H&M Might Raise Prices: the Retail Giant Pledges to Increase Wages for Factory Workers

H&M has pledged to raise the wages of 850,000 textile workers by 2018. The company’s head of sustainability, Helena Helmersson, told the AFP on Monday that it “might be a possibility” that higher labor costs would result in a price-hike long term, but insisted that prices would remain stable in the near future. The company has also announced a plan to lobby the Bangladeshi government to raise the minimum wage and institute annual reviews. (H&M is the largest buyer of clothes in Bangladesh.)

In an interview posted to H&M’s corporate blog, Helmersson argues that retail prices don’t necessarily correlate to production costs:

“Many people seem to believe that low prices are automatically related to bad working conditions and low wages. In fact, today, many garments are produced in low cost countries, regardless of their sales price. The truth is that the price of a garment does not tell us much about how it is produced. We share many of our suppliers with a lot of other brands. Wages for the workers are the same no matter which brand’s order they work on.”

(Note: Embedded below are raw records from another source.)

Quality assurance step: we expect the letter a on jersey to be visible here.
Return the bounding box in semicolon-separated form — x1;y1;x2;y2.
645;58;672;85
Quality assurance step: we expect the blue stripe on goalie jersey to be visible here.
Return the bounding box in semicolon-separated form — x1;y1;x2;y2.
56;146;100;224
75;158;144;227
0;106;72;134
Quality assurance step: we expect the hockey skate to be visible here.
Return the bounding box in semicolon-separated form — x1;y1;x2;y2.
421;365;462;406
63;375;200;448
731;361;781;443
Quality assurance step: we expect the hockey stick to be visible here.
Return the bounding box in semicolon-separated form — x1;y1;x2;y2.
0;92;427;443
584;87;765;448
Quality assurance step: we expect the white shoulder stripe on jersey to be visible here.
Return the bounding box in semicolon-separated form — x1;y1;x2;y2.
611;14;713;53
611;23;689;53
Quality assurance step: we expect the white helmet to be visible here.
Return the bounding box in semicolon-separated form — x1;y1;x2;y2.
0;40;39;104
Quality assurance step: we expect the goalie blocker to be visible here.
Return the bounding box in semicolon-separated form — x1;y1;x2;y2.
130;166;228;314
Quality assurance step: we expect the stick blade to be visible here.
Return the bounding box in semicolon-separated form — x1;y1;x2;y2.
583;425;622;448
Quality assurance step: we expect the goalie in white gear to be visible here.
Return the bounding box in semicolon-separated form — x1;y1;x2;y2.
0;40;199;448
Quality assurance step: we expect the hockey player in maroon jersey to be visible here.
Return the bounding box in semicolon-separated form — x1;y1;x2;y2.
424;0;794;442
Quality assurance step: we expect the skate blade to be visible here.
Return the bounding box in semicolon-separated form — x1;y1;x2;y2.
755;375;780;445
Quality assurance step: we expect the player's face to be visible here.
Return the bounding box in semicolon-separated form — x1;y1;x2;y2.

That’s an important point. In July, the Wall Street Journal reported that Armani, Ralph Lauren and Hugo Boss have all outsourced manufacturing Bangladesh; in many cases, higher-end labels even use the same factories as fast fashion chains. Production is just one component of a fashion company’s operational costs (consider the costs associated with retailing, merchandising, administrative, advertising) and it doesn’t necessarily have a direct relationship to price. Clothing retailers tend to determine price according to what consumers will pay, not based on production costs. 

This September, H&M reported $900 million in operating profits for the third quarter. The company won’t go broke paying its textile workers more than $68 a month (the current minimum wage in Bangladesh; recently increased from $38), but its brand may get a boost from the positive PR.